Sabine and Julius nodded.
‘Not Hitler himself, but in that spirit,’ said Sabine.
‘I was just speaking with the morgue. The swastika coffin went astray and was replaced by the lovely one you made, Sabine, with doves and clouds and all that. The purchaser of the swastikas is now upset, as I understand it. He called the morgue some time ago and wanted to kill the woman behind the mix-up.’
‘And?’ Julius asked, worried.
‘And… Well, she saved her own skin by blaming us. Complete with the address. It seems we have an angry Nazi on the way. As I recall from history, one must watch out for angry Nazis. Or Nazis in general.’
‘What the hell?’ said Julius. ‘Couldn’t you have led with that? We have to get out of here! Now!’
‘That sounds like an accurate analysis,’ said Allan. ‘I suppose we should gather up—’
He was about to say ‘the essentials’, by which he meant the black tablet he already held. But he didn’t have time to finish his sentence before all hell broke loose. The three shop windows shattered, one after the next. A loud rat-a-tat suggested that someone was out on the street, shooting straight into the shop with an automatic weapon. Allan, Julius and Sabine survived the first salvo and managed to crawl through the door to the courtyard, all in a line. After a brief interlude, the shooting on the other side of the building resumed.
Julius helped Allan into the back of the hearse as Sabine got behind the wheel. A few seconds later, Julius settled into the passenger seat.

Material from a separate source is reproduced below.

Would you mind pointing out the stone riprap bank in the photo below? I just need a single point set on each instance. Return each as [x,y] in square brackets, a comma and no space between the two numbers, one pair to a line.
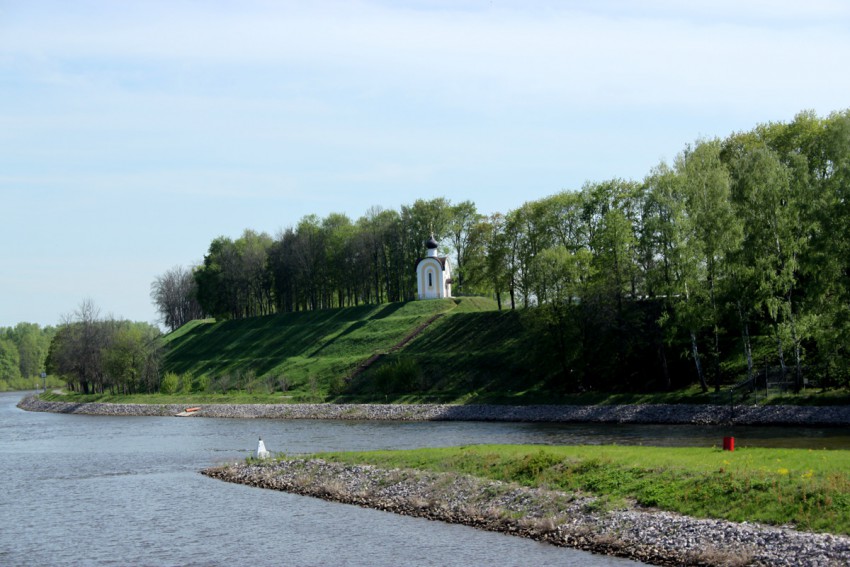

‘Go!’ he said, a second after Sabine had set off.
‘It’s crowded back here,’ said Allan. ‘Is someone in the coffin, or can I climb in?’
The hearse raced away from Märsta, heading south on the E4 highway. Allan moved into the white coffin painted with red roses that would never be delivered the following Monday. With a few minor adjustments, it would be truly comfortable. If they could only arrange for sufficient oxygen intake, he might close the lid and keep it that way each time the lovebirds got cosy with each other. But it would be best to hold off on suggestions of that sort. The man in the front seat seemed thoroughly shaken by the hail of bullets that had rained over them. That must have been Julius’s first time. Allan recalled Guadalajara in 1937 as if it were yesterday, where you’d had to keep your head down if you wanted it to stick around. Those were the days. Franco had taken quite a pasting. And then what happened had happened, until it was over. That was life.
While Allan let his mind wander eighty years back in time, Julius sat next to Sabine in silence, his heart pounding, his mind a total blank.
Sabine speeded up a bit. Allan wrestled his way out of his jacket and placed it under his head. Then he took out his black tablet – what luck that it had escaped without a scratch.
‘Shots fired in Märsta!’ he reported, after some time.
‘Really?’ said Sabine.
Allan had his tablet; Sabine had the wheel. Julius had nothing more than a slowly recovering brain. He forced himself to recount the trio’s situation, as self-therapy.
‘Here’s where we stand,’ he said to the others, and took a breath.
Die with Pride AB was now a business without operations and couldn’t expect any further income. The firm had perhaps a hundred thousand untaxed kronor in the bank, and there they were welcome to remain. Untaxed. Further, the three representatives of the company were on the run from a Nazi who evidently wanted nothing but to kill them. Their escape was being undertaken in a vehicle recognizable from many hundred metres away. The Nazi was probably after them on the same road.
‘We’re not switching cars, are we?’ Allan said nervously. ‘I’m comfortable here.’
‘Let’s start by switching roads,’ Sabine said, exiting the E4 in Upplands Väsby, without seeking approval from the others.